Verona. Uma praça. Entram Valentino e Proteu.
VALENTINO — Não prossigas querendo persuadir-me, Proteu apaixonado. A mocidade que em casa passa o tempo, sempre espírito caseiro manifesta. Se não fosse as cadeias do amor acorrentarem teus dias juvenis aos olhos ternos da amada que distingues, eu instara porque comigo fosses, para vermos juntos as maravilhas do universo, em vez de, sem nenhum proveito, em casa te deixares ficar, gastando a flórida juventude num ócio indiferente. Mas já que amas, almejo-te a doçura que me proporcionara igual ventura.
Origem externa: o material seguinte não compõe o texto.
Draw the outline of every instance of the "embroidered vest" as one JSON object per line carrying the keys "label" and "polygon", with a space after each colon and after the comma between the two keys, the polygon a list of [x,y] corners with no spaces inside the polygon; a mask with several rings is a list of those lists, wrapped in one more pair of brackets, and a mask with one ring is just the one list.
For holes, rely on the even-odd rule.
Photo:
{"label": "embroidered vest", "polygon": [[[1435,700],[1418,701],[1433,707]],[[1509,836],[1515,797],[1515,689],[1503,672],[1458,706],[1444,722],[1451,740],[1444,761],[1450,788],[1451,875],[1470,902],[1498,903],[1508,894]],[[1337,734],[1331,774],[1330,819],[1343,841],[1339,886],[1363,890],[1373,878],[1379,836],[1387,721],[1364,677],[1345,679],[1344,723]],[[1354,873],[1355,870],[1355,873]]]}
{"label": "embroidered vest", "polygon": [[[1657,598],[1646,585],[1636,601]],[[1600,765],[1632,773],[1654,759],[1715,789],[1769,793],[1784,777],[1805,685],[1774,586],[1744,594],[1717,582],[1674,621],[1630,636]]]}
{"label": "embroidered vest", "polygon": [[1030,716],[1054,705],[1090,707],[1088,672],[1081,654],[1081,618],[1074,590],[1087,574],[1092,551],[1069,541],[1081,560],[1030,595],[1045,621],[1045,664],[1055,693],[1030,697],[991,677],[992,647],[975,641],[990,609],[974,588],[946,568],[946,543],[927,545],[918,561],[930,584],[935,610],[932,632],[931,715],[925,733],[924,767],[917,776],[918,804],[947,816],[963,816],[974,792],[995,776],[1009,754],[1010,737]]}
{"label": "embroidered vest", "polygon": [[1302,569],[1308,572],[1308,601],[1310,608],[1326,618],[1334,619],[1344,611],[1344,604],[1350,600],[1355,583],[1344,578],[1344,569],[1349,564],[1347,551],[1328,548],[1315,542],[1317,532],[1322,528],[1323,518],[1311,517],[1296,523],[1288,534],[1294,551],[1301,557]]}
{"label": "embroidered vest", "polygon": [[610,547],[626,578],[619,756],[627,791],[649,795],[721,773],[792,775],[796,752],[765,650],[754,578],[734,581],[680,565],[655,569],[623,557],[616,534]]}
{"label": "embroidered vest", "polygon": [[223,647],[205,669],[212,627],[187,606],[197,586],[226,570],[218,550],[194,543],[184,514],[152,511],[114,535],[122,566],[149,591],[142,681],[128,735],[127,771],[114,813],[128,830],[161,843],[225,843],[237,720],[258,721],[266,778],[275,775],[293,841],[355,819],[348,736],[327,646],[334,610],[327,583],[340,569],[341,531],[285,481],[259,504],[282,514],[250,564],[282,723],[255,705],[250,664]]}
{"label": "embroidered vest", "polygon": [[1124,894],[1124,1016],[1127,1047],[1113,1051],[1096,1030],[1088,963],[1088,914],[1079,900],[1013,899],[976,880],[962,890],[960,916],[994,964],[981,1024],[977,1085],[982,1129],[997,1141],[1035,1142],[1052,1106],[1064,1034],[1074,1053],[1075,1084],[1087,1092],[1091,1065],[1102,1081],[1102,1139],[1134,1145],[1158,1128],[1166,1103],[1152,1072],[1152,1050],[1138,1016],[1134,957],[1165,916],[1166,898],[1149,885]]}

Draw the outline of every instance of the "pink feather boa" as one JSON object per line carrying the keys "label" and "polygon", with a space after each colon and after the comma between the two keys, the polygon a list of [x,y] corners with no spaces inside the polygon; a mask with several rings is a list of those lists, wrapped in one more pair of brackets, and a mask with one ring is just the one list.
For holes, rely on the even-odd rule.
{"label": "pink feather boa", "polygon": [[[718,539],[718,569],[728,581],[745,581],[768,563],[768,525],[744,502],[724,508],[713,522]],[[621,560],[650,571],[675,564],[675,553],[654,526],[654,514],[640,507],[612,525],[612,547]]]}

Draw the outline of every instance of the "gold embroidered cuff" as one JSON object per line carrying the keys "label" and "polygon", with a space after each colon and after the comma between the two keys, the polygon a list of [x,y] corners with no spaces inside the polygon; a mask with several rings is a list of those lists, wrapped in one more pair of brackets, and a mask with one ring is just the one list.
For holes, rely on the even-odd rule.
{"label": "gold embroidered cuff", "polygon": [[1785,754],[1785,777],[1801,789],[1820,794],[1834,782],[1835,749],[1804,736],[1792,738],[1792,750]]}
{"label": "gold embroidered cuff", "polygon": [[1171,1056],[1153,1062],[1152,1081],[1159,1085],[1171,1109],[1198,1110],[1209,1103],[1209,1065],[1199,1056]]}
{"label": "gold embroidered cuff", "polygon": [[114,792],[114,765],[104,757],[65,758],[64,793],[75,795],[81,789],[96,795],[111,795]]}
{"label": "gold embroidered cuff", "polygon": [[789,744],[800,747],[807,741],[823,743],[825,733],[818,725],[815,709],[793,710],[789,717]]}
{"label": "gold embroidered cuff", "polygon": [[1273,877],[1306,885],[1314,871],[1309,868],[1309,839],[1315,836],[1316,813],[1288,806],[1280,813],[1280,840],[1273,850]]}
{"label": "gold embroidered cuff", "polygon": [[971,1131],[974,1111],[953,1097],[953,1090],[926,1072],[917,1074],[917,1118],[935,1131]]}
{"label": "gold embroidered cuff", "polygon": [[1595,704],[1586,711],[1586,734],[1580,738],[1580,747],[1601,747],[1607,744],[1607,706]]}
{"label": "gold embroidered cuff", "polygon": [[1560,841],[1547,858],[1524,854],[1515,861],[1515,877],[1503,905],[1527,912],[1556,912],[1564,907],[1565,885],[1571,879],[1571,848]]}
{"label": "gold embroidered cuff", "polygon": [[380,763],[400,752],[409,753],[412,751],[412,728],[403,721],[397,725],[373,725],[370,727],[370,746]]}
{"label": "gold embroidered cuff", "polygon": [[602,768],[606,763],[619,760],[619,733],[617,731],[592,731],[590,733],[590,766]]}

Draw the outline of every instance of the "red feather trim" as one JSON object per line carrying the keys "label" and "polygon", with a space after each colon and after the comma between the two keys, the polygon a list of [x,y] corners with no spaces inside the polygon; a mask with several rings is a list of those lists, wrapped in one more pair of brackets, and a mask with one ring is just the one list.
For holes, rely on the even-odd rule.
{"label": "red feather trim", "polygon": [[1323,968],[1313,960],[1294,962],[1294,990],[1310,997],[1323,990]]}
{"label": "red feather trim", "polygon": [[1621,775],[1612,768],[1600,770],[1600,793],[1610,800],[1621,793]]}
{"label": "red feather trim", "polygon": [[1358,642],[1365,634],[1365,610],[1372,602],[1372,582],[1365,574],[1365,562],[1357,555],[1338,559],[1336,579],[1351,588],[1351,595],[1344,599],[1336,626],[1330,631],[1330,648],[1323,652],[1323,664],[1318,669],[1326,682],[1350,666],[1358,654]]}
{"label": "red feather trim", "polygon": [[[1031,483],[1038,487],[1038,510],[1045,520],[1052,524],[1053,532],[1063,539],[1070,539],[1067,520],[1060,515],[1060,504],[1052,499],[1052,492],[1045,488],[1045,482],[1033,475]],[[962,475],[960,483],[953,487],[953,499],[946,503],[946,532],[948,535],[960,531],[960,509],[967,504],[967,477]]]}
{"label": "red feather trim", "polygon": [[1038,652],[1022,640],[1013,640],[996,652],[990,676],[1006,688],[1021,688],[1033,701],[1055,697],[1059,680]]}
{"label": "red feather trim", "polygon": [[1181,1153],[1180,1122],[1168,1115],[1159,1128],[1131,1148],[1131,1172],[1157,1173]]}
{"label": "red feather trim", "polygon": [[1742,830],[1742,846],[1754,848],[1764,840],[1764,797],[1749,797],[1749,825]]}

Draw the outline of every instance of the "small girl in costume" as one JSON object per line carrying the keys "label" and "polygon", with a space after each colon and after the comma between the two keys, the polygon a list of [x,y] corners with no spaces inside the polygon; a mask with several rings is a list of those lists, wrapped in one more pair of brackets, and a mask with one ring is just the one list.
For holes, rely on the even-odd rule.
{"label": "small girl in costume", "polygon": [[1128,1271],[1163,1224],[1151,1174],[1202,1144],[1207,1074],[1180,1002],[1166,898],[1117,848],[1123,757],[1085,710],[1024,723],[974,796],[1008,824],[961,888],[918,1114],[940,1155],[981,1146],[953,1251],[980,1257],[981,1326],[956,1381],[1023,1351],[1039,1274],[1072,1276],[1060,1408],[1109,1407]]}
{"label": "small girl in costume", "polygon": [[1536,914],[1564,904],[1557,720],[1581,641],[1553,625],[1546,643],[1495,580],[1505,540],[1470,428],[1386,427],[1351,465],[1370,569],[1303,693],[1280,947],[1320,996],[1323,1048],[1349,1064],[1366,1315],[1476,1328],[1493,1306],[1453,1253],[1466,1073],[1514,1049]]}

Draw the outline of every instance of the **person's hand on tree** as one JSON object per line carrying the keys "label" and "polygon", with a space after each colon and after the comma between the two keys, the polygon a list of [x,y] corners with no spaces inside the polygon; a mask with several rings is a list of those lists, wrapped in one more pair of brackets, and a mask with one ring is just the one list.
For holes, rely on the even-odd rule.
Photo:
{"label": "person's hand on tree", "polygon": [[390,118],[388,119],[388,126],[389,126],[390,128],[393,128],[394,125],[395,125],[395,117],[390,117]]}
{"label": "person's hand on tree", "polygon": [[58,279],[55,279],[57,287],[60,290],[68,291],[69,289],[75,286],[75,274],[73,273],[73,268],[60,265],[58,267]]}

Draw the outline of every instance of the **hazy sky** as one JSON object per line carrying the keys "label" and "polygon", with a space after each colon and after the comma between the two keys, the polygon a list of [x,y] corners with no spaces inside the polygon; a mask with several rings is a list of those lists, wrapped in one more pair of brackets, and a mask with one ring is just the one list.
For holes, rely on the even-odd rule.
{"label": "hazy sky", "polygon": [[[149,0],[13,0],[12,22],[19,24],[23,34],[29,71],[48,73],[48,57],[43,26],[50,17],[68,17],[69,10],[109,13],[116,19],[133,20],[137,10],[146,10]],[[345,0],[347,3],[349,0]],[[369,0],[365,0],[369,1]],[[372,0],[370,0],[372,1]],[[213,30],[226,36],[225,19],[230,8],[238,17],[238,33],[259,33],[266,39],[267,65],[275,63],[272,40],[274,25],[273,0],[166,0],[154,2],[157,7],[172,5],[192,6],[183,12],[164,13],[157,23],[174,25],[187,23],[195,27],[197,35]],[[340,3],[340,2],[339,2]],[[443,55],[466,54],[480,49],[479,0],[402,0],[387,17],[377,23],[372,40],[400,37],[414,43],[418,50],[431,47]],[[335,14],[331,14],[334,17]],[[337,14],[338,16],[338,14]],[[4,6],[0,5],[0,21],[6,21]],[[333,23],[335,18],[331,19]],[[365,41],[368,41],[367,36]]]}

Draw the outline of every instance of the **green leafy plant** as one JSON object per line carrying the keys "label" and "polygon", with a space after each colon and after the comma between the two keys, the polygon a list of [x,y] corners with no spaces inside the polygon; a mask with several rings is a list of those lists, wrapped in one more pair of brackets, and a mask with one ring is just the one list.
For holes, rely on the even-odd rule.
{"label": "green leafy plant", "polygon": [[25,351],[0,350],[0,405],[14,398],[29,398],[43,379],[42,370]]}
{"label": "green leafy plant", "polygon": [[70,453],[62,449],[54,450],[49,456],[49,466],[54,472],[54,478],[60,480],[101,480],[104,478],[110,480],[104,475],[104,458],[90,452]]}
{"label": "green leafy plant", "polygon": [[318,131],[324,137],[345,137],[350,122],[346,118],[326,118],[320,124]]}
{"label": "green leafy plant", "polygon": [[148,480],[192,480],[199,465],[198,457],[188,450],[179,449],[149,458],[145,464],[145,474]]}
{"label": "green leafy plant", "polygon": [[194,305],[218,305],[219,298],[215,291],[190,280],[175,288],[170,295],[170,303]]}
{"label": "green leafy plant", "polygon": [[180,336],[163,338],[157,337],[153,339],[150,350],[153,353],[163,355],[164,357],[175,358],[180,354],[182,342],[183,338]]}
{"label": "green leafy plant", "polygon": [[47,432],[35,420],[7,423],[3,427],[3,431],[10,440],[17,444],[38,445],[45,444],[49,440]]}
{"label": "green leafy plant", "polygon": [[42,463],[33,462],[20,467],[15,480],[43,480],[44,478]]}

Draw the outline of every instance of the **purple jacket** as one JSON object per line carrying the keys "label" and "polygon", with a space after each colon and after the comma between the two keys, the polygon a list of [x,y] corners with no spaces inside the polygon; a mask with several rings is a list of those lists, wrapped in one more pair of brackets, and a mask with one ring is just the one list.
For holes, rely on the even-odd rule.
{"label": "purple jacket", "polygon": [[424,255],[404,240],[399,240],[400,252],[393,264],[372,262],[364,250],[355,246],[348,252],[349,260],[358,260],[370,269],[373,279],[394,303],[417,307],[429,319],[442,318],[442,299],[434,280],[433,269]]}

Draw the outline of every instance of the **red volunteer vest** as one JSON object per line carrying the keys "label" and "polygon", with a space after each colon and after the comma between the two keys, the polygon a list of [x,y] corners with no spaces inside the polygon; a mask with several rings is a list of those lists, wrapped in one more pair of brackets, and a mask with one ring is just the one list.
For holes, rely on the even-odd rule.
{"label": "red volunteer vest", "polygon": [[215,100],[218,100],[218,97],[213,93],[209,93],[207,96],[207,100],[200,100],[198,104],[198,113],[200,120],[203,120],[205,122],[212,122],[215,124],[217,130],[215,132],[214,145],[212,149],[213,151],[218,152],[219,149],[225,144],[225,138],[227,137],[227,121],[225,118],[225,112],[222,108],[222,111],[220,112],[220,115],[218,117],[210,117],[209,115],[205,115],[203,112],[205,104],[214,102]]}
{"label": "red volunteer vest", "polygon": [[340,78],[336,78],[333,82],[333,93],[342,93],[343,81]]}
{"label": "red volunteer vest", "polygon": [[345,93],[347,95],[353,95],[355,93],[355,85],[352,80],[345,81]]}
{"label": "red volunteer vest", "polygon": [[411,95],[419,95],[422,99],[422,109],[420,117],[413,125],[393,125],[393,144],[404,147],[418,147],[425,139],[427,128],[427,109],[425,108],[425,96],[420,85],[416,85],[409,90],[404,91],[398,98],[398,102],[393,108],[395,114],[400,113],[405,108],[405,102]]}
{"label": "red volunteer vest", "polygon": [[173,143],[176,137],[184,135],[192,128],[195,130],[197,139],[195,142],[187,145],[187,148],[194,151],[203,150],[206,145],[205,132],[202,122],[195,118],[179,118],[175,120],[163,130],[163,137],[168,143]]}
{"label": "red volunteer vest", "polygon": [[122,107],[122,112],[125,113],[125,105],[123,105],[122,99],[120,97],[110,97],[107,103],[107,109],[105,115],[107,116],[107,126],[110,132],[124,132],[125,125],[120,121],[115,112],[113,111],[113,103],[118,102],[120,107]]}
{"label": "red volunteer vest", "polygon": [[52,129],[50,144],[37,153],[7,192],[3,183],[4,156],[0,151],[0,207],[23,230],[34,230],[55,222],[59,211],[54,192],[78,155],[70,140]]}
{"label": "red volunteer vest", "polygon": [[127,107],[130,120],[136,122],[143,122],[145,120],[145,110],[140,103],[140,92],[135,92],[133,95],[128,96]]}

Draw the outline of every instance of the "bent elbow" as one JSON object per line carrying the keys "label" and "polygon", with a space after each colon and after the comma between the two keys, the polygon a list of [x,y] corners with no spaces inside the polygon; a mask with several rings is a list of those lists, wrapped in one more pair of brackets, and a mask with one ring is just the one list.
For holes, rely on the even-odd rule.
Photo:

PROTEU — Já vais, querido Valentino? Adeus! Pensa no teu Proteu, sempre que vires algo digno de nota em tuas viagens. Faze de mim teu companheiro em tudo quanto achares de bom; e nos perigos — se em perigos te vires, porventura — o agravo a minhas preces recomenda. Ser-te-ei intercessor, meu Valentino.
VALENTINO — Sobre um livro de amor farás as preces?
PROTEU — Sim, sobre um livro a que dedique amor.
VALENTINO — De um grande amor alguma história tola: como Leandro o Helesponto atravessou.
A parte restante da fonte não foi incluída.